ラピスが言う通り、その石版だけはカーボン測定でも、何故か2千年前の物で、地球の言葉と異星人の言葉で刻まれていて、関係者からは通称「ロゼッタストーン」と呼ばれていた。
「正確には私の分身達が置いて、重要な部分にヒトが入れないように封印してあります。爆破して入ろうとすれば、自動兵器が動き出して、調査隊は全滅するでしょう、アキトを悲しませないで下さい」
「あ、あなたは一体… 何歳なの?」
恐れながらも、2千年前の出来事を知っている化け物に問い掛けてみる母。
「私は製造されて5年ですが、記憶は他の私達と共有しています。オリジナルの私はアキトの願いを叶えるため、2201年から紀元前に戻って準備をして来ました。そう、2201年、オリジナルの私は未来から来ました」
「…………」
呆然として何も話せないアキトの母。
「そして、今の私は、ずっとアキトの側にいる為、アキトと同じ日に産まれたんです」
「あなたは、何者なの?」
「私達は、アキトを護る者」
アキトの母は、いつか見た受胎告知の夢を思い出していた。
(やっぱり…)
天使だとか、救世主だとか言われても、覚醒時には笑い話にしかならないが、目の前の化物を見ると、あの記憶も間違いやただの夢では無く、現実だと思い始めていた。
「これを見て下さい」
ラピスは何の映像機器も使わず、ある場所を映し出し、二人はその風景の中に入って行った。
「2198年、アキトの結婚式です」
「ええっ」
驚く暇も無く、成長したアキトと新婦が映し出されたが、ベールを取った花嫁の顔は、紛れも無く成長したミスマル・ユリカだった。
「これは、ユリカちゃん、そう、そうだったの」
何やら嬉しそうに結婚式を眺めるアキトの母。
「喜ばないで下さいっ」
強い口調で言われ、始めはラピスが嫉妬しているのかと思ったが、その思いはすぐにかき消された。
「今度は新婚旅行の出発日です」
それを見送る友人達の列に入り、出発を見送っている二人、そして飛び立ったシャトルはすぐに爆発し、粉々になって落ちて行った。
「ああっ! アキトの乗ったシャトルが!」
アキトの母は、余りにリアルな光景を見て、まるでその場にいるような錯覚を覚え、気分が悪くなった。

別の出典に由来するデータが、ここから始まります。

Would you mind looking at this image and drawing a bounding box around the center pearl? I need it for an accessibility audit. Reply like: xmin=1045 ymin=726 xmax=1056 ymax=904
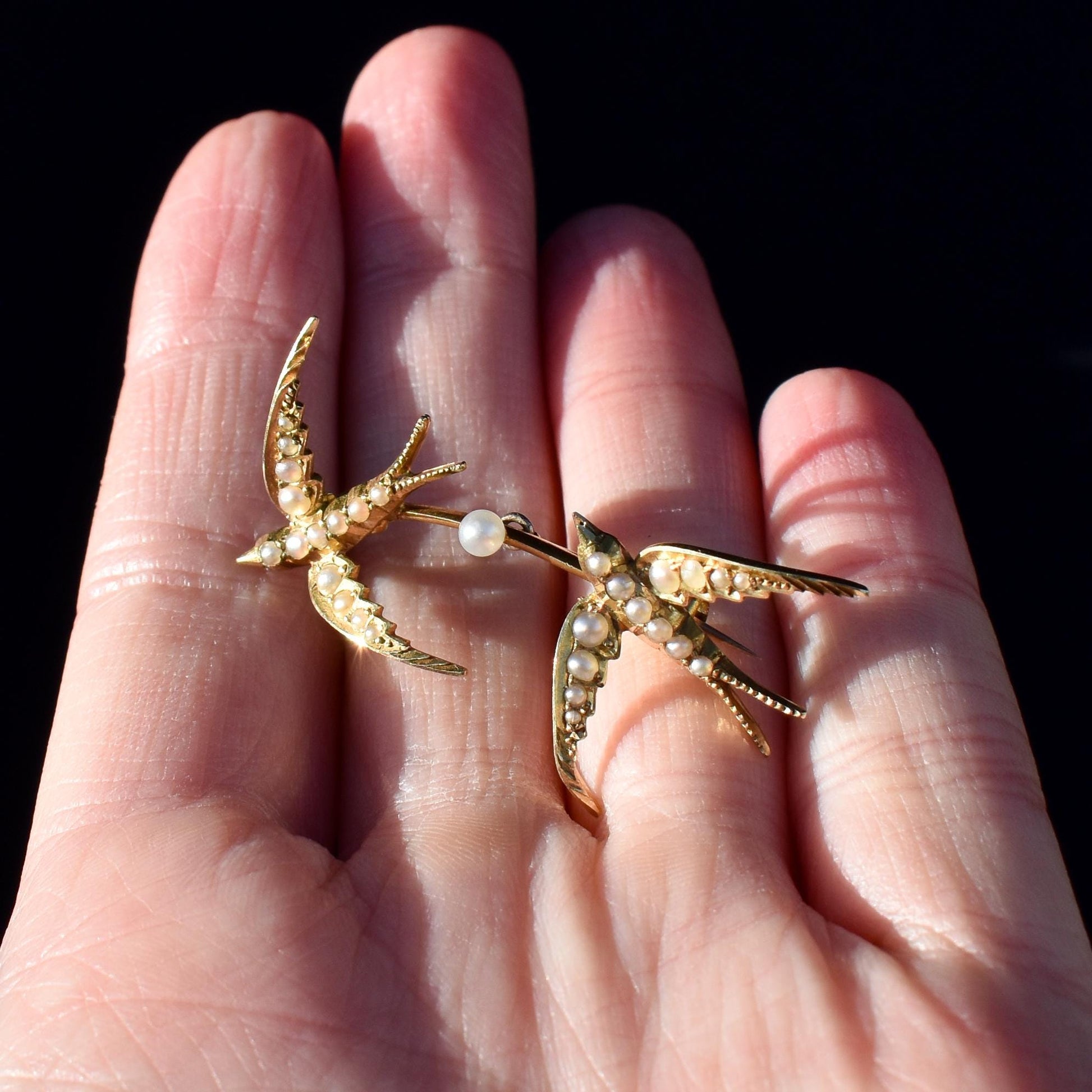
xmin=458 ymin=508 xmax=508 ymax=557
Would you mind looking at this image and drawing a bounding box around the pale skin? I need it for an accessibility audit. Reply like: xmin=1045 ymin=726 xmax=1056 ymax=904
xmin=0 ymin=29 xmax=1092 ymax=1092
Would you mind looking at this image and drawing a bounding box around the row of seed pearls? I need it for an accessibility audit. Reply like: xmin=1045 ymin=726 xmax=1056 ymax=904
xmin=649 ymin=557 xmax=754 ymax=599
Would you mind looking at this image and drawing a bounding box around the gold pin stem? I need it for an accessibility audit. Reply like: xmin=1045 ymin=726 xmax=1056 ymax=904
xmin=398 ymin=504 xmax=588 ymax=580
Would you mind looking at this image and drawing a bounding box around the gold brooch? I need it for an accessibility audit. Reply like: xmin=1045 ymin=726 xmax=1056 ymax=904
xmin=237 ymin=318 xmax=466 ymax=675
xmin=238 ymin=318 xmax=868 ymax=815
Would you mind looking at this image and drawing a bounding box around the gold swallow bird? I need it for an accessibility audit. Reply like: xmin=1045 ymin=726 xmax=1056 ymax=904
xmin=237 ymin=318 xmax=466 ymax=675
xmin=554 ymin=515 xmax=868 ymax=815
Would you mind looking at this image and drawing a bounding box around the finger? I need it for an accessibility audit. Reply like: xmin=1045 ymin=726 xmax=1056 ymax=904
xmin=761 ymin=370 xmax=1086 ymax=983
xmin=543 ymin=209 xmax=784 ymax=895
xmin=34 ymin=113 xmax=341 ymax=839
xmin=342 ymin=27 xmax=558 ymax=846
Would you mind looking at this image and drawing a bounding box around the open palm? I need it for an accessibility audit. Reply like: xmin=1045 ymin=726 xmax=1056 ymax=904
xmin=0 ymin=30 xmax=1092 ymax=1092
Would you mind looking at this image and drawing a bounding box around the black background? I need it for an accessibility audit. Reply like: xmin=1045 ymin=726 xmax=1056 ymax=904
xmin=0 ymin=6 xmax=1092 ymax=920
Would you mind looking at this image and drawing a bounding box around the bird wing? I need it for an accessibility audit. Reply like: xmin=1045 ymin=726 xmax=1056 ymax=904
xmin=637 ymin=543 xmax=868 ymax=606
xmin=307 ymin=554 xmax=466 ymax=675
xmin=262 ymin=318 xmax=323 ymax=508
xmin=554 ymin=593 xmax=621 ymax=815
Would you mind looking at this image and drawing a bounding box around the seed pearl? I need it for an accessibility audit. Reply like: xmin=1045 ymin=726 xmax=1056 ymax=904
xmin=605 ymin=572 xmax=637 ymax=603
xmin=649 ymin=561 xmax=679 ymax=595
xmin=572 ymin=611 xmax=611 ymax=649
xmin=458 ymin=508 xmax=508 ymax=557
xmin=565 ymin=649 xmax=599 ymax=682
xmin=345 ymin=497 xmax=371 ymax=523
xmin=679 ymin=557 xmax=706 ymax=592
xmin=327 ymin=508 xmax=348 ymax=536
xmin=258 ymin=543 xmax=282 ymax=568
xmin=687 ymin=657 xmax=713 ymax=678
xmin=276 ymin=485 xmax=311 ymax=516
xmin=565 ymin=682 xmax=588 ymax=705
xmin=284 ymin=531 xmax=311 ymax=561
xmin=314 ymin=565 xmax=341 ymax=595
xmin=709 ymin=569 xmax=732 ymax=594
xmin=330 ymin=588 xmax=356 ymax=615
xmin=584 ymin=550 xmax=611 ymax=576
xmin=273 ymin=458 xmax=304 ymax=481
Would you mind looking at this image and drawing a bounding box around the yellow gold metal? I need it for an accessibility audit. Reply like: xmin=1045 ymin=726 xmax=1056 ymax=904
xmin=237 ymin=318 xmax=868 ymax=815
xmin=237 ymin=318 xmax=466 ymax=675
xmin=554 ymin=513 xmax=868 ymax=815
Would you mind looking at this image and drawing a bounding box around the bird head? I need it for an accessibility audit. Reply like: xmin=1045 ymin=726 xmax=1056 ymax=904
xmin=235 ymin=526 xmax=297 ymax=569
xmin=572 ymin=512 xmax=634 ymax=580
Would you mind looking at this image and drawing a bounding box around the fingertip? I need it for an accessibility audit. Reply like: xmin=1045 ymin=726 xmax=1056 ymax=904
xmin=344 ymin=26 xmax=523 ymax=125
xmin=759 ymin=367 xmax=942 ymax=487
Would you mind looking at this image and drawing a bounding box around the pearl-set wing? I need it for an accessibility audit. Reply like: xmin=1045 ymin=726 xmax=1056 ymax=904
xmin=554 ymin=592 xmax=621 ymax=815
xmin=262 ymin=318 xmax=325 ymax=516
xmin=637 ymin=543 xmax=868 ymax=606
xmin=307 ymin=554 xmax=466 ymax=675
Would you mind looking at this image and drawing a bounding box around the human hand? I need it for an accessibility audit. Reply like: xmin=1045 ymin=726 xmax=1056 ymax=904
xmin=0 ymin=30 xmax=1092 ymax=1092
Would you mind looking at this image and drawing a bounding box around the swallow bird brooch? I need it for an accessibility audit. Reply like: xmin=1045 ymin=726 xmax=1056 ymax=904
xmin=238 ymin=318 xmax=868 ymax=815
xmin=554 ymin=515 xmax=868 ymax=815
xmin=237 ymin=318 xmax=466 ymax=675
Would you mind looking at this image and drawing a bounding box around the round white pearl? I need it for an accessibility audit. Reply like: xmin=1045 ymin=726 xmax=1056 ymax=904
xmin=314 ymin=565 xmax=341 ymax=595
xmin=565 ymin=649 xmax=599 ymax=682
xmin=258 ymin=543 xmax=282 ymax=568
xmin=605 ymin=572 xmax=637 ymax=603
xmin=273 ymin=458 xmax=304 ymax=481
xmin=284 ymin=530 xmax=311 ymax=561
xmin=679 ymin=557 xmax=706 ymax=592
xmin=572 ymin=611 xmax=611 ymax=649
xmin=458 ymin=508 xmax=508 ymax=557
xmin=649 ymin=561 xmax=679 ymax=595
xmin=709 ymin=569 xmax=732 ymax=594
xmin=584 ymin=550 xmax=611 ymax=579
xmin=565 ymin=682 xmax=588 ymax=705
xmin=276 ymin=485 xmax=311 ymax=516
xmin=330 ymin=588 xmax=356 ymax=615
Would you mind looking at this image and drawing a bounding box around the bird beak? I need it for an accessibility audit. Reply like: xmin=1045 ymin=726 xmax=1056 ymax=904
xmin=235 ymin=545 xmax=262 ymax=565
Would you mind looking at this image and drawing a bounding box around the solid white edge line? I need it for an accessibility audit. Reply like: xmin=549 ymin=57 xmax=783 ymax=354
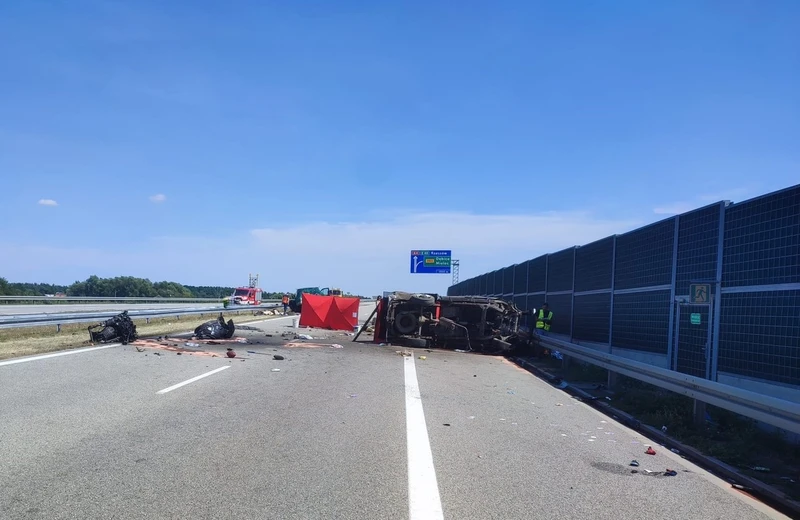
xmin=156 ymin=366 xmax=230 ymax=394
xmin=404 ymin=356 xmax=444 ymax=520
xmin=0 ymin=343 xmax=122 ymax=367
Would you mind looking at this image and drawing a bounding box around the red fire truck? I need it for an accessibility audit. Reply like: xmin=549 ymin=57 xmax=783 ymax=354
xmin=231 ymin=274 xmax=261 ymax=305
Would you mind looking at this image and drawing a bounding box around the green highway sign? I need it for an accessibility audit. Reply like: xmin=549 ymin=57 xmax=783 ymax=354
xmin=689 ymin=283 xmax=711 ymax=303
xmin=411 ymin=249 xmax=452 ymax=274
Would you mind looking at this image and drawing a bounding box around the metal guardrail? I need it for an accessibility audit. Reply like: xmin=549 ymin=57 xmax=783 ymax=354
xmin=0 ymin=295 xmax=280 ymax=303
xmin=0 ymin=304 xmax=278 ymax=330
xmin=540 ymin=336 xmax=800 ymax=434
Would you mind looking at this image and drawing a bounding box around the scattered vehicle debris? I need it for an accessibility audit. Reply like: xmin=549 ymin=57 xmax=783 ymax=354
xmin=379 ymin=292 xmax=530 ymax=353
xmin=89 ymin=311 xmax=138 ymax=345
xmin=194 ymin=313 xmax=236 ymax=339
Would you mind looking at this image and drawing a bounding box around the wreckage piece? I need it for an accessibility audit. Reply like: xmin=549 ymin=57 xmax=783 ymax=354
xmin=194 ymin=313 xmax=236 ymax=339
xmin=89 ymin=311 xmax=138 ymax=345
xmin=381 ymin=292 xmax=529 ymax=354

「大丈夫ですか? ここで二人は死んでいません、誘拐の偽装工作として、他の乗客は全員死亡しましたが」
そう言いながら、手をかざすだけで、過呼吸や貧血が収まり、アキトの母の体調が戻った。
「アキトは死んでないのっ? 大丈夫なのねっ!」
ここでアキトの母も、ラピスがこの事故を防ぐ為に、ユリカからアキトを引き離そうとしているのだと知った。